Pregnancy And Travel

If you have a simple pregnancy, you are likely to be able to travel during most of your pregnancy. It is best to discuss air travel and long trips with your doctor before your due date. When traveling, it is very helpful to write a written medical record of your health and any complications that you have been exposed to in any an emergency.

Pregnant travel tips

Travel by car

 When traveling by car, consider the following:

  • Although there are anti-collision airbags in the car, wearing a seat belt is very important and essential to maintaining your life and the life of the fetus in the event of an accident, God forbid.
  • An airbag is also necessary, but you should keep the chair back and turn the chair back at least 25 centimeters to increase the distance between your chest and the airbag.
  • Take a break every two hours to get into the bathroom, walk five minutes to increase blood circulation, and to relieve pressure on the bladder.
  • My friend provides catering in Little Rock for her job, and must travel by car a lot. She actually took off work for her entire pregnancy to make sure nothing would happen, as accidents occur more often in bigger cities. I had a cousin who lost her baby in an accident. So it is advised to just avoid the car at all costs.

Travel by plane

The safest time to travel for a pregnant woman is during the second trimester of pregnancy, from the 18th to the 24th week, because the risk of miscarriage and preterm birth is almost impossible at this time. Air travel includes the following guidelines:

  • Check the conditions of the aviation police before booking the plane, because some prevent the pregnant woman from traveling if she is over 35 weeks pregnant.
  • Carrying documents, check card and private doctor number when traveling, as some companies request information.
  • Follow the safety belt instructions mentioned above, and ensure that the belt is tight in case of any disturbances in the aircraft.
  • Walk a little when you are allowed to move from the seat to increase blood circulation, and avoid numb feet. Choose a chair close to the corridor for easy moving and going to the bathroom.

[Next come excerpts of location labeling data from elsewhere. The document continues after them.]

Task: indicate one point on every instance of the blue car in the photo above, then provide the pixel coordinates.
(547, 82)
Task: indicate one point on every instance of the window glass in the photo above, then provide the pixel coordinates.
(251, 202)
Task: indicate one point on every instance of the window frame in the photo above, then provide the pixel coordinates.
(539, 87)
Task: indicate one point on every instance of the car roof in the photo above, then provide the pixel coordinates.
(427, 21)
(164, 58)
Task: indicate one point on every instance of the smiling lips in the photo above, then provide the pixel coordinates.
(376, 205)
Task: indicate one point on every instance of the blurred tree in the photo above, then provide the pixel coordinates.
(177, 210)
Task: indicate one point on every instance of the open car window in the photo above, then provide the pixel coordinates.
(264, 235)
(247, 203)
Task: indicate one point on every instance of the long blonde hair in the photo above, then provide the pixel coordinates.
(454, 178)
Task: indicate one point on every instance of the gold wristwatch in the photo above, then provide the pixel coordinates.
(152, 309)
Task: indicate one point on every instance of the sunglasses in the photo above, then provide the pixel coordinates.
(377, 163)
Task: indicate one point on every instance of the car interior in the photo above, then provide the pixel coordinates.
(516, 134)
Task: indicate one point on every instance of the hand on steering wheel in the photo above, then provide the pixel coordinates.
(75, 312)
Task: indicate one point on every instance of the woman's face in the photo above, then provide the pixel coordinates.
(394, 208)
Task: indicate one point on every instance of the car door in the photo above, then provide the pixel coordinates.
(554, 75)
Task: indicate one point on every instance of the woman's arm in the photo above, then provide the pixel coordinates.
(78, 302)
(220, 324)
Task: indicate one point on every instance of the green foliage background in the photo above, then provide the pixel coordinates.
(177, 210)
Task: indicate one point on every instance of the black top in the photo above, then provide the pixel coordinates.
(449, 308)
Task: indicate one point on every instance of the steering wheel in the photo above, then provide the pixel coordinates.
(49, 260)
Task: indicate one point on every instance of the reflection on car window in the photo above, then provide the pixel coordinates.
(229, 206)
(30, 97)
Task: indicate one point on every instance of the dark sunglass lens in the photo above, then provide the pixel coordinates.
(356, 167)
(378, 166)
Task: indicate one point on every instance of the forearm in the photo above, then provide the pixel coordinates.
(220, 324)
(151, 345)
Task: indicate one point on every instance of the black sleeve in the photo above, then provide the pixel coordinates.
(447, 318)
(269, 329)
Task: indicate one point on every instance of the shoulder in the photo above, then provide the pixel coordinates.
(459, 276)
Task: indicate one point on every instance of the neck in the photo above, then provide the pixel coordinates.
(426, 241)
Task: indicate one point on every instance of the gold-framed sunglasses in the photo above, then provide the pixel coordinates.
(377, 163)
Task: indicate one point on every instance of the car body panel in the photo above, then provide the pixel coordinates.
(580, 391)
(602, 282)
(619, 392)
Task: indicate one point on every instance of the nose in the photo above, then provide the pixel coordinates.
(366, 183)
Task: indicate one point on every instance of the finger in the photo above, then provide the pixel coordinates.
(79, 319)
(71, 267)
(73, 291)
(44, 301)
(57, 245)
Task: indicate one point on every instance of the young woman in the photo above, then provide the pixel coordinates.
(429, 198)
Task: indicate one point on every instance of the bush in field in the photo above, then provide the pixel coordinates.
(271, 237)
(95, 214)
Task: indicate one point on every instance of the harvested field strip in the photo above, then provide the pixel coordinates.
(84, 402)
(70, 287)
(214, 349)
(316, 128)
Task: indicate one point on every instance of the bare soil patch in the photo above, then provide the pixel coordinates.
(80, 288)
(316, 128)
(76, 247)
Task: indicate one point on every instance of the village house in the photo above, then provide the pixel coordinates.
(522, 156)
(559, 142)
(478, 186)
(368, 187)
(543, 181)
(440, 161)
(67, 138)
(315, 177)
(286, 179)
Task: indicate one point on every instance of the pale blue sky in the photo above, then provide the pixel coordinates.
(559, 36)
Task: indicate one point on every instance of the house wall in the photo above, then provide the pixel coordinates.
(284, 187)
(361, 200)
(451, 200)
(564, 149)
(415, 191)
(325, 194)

Cases in which the holder cannot travel

Pregnant women should avoid travel in the following cases:

  • If you are thirty-six weeks pregnant.
  • If you have a problem with the placenta or the risk of premature birth.
  • If your doctor advises you not to travel based on your medical history, or because of your current pregnancy status.
  • If you are traveling frequently, or your work is inevitable, it is important to pay attention to the number of times you have been exposed to radiation to check bags and so on, because the radiation is very harmful to the fetus, and may put him at risk of cancer during the early years of his life.